Alternativelly, you can clone the repository with

    git clone https://github.com/sinc-lab/sincFold
    cd sincFold/

and install with:

    pip install .

If you find issues with pytorch instalation, please refer to [the documentation](https://pytorch.org/). 

## Predicting sequences

To predict the secondary structure of a list of sequences, using the pretrained weights, use 
    
    sincFold pred sample/test.csv -o pred_file.csv

where sample/test.csv is a table with "id" and "sequence", and pred_file.csv adds the "base-pairs" found.
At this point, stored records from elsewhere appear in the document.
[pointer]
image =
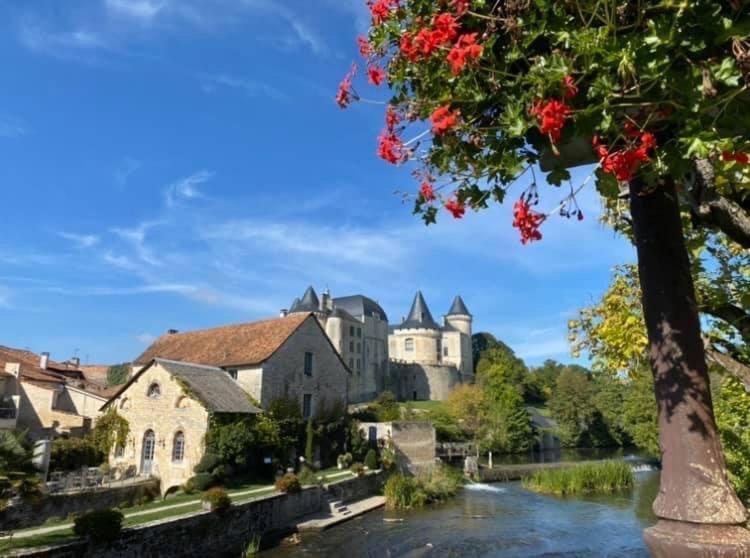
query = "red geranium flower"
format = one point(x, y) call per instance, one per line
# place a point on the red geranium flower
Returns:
point(375, 74)
point(465, 50)
point(426, 191)
point(551, 116)
point(344, 96)
point(390, 147)
point(455, 207)
point(569, 85)
point(365, 48)
point(443, 119)
point(527, 221)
Alternativelly, you can use standard fasta files

    sincFold pred sample/test.fasta -o pred_file.fasta

## Training and testing models

A new model can be trained using  
    
    sincFold train sample/train.csv -n 10 -o output_path

The option -n limits the maximum number of epochs to get a quick result. 

Then, a different test set can be evaluated with 

    sincFold test sample/test.csv -w output_path/weights.pmt

The model path (-w) is optional, if ommited the pretrained weights are used.

## Reproducing our results

You can run the complete train and test scheme using the following code (in this case set up benchmarkII and fold 0 data partition). 

```python
import os 
import pandas as pd 

out_path = f"working_path/"
os.mkdir(out_path)

# read dataset and predefined partitions
dataset = pd.read_csv("data/benchmarkII.csv", index_col="id")
partitions = pd.read_csv("data/benchmarkII_splits.csv")

dataset.loc[partitions[(partitions.fold_number==0) & (partitions.partition=="train")].id].to_csv(out_path + "train.csv")
dataset.loc[partitions[(partitions.fold_number==0) & (partitions.partition=="valid")].id].to_csv(out_path + "valid.csv")
dataset.loc[partitions[(partitions.fold_number==0) & (partitions.partition=="test")].id].to_csv(out_path + "test.csv")
```

then call the training and testing functions


    sincFold -d cuda train working_path/train.csv --valid_file working_path/valid.csv -o working_path/output/

    sincFold -d cuda test working_path/test.csv -w working_path/output/weights.pmt

Using a GPU for training is recommended (with the option '-d cuda'). The complete process may take about 3hs using a RTX A5000.